Of course, colonial mentality may cause that to become exaggerated in some societies, but it cannot be blamed as the primary source, as it exists in many non-colonized societies as well (ie. China).

 
At 11:13 AM, Blogger Alizarin said...

According to something I found in the Calcutta Telegraph, it can be a bleach, but it can also be a "melanin blocker," just like Fair and Handsome claims on the poster.

This guy skewers India's fairness obsession....

 
At 12:39 AM, Blogger Crawdad said...

Anonymous History Invasion Person -

Thanks. Based on reading a couple of articles only just now, it sounds like it's controversial, but seems as though more and more people are leaning away from the Aryan Invasion / Migration Theory.
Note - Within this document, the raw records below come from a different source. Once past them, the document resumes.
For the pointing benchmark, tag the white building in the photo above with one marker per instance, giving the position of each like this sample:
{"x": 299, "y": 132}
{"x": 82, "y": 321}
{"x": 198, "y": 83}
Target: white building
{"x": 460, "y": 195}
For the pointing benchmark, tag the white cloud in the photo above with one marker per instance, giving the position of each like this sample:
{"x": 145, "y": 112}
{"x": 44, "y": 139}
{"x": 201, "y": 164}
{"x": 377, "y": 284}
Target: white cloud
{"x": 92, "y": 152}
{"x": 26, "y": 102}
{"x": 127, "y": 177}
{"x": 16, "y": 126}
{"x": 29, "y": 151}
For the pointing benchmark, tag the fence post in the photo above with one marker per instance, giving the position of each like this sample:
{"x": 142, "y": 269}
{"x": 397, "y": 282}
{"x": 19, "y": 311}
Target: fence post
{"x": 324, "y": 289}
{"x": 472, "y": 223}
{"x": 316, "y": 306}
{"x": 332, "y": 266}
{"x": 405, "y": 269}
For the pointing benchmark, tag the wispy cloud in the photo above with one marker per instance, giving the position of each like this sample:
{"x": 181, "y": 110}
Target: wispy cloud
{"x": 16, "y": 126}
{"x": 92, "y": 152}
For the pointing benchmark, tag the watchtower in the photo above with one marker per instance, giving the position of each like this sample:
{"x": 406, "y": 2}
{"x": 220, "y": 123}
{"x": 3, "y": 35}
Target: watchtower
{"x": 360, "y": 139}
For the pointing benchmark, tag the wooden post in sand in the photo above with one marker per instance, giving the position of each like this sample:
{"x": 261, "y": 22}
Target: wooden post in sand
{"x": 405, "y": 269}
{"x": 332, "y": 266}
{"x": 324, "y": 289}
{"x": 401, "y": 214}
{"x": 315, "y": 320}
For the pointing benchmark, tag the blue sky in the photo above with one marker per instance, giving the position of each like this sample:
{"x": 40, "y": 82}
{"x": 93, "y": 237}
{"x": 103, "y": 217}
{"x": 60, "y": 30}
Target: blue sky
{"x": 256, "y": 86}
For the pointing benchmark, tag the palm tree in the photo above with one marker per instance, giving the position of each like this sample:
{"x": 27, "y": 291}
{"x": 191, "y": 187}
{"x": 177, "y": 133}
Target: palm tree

If you want to post more about this, please do. Otherwise, I'll keep reading until I get it straight. Here's some text from Wikipedia I found interesting:

"In modern India, the discussion of Indo-Aryan migration is charged politically and religiously. Supporters of migration are faced with several accusations. The major one is that the British Raj and European Indologists from the 19th century to the present day promoted the Aryan Invasion hypothesis in support of Eurocentric notions of white supremacy. Assertions that the highly advanced proto-Hindu Vedic culture could not have had its roots in India are seen as attempts to bolster European ideas of dominance.
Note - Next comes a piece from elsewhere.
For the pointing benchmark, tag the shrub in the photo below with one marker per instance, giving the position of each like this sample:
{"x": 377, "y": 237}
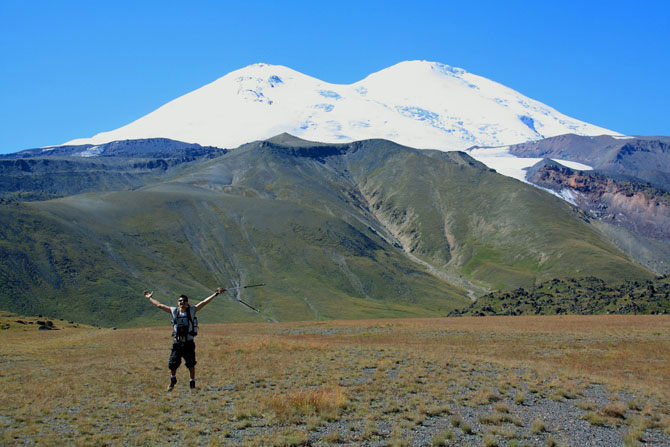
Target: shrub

"After Indian independence, Socialist and Marxist accounts of history proliferated in Indian universities. Opponents of the invasion theory contend that Marxists promoted the theory because its model of invasion and subordination corresponded to Marxist concepts of class struggle and ideology. Some modern opponents of the Aryan-Vedic continuity in India, like Romila Thapar, are Marxist. Some others like the Dalit Voice are proponents of the Dalit (outcast) movement. Dalits who support the Theory allege that the Aryans were nomadic plunderers who invaded and destroyed civilizations from Europe to India, especially the Harappan civilization. Missionaries in India have utilized the Aryan Invasion Theory for their own political goals. It was thus proposed by some Christians and Muslims that "Sanskrit should be deleted from the Eight Schedule of the Constitution because it is a foreign language brought to the country by foreign invaders - the Aryans." (Elst 1999). Some Marxists, Missionaries and Dalits have questioned the legitimacy of Hinduism because of the Aryan Invasion Theory.
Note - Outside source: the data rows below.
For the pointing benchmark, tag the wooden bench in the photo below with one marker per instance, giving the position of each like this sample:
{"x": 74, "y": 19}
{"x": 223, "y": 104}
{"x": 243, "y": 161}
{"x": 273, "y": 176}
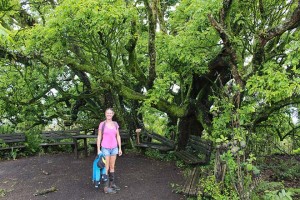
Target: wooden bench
{"x": 12, "y": 141}
{"x": 57, "y": 138}
{"x": 163, "y": 144}
{"x": 197, "y": 152}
"In contrast, the proponents of a continuous, ancient, and sophisticated Vedic civilization are seen by some as Hindu nationalists who wish to dispense with the foreign origins of the Aryan for the sake of national pride or religious dogma. The Indian nationalist Veer Savarkar, who invented the term Hindutva, accepted the Aryan Invasion theory (Savarkar: Hindutva, Elst 1999). Another motivation may arise from the desire to eradicate the problem associated with the Indian caste system; the hypothesis that it may originally have been a means of social engineering by the Aryans to establish and maintain a superior position compared to the Dravidians in Indian society may be a source of discomfort."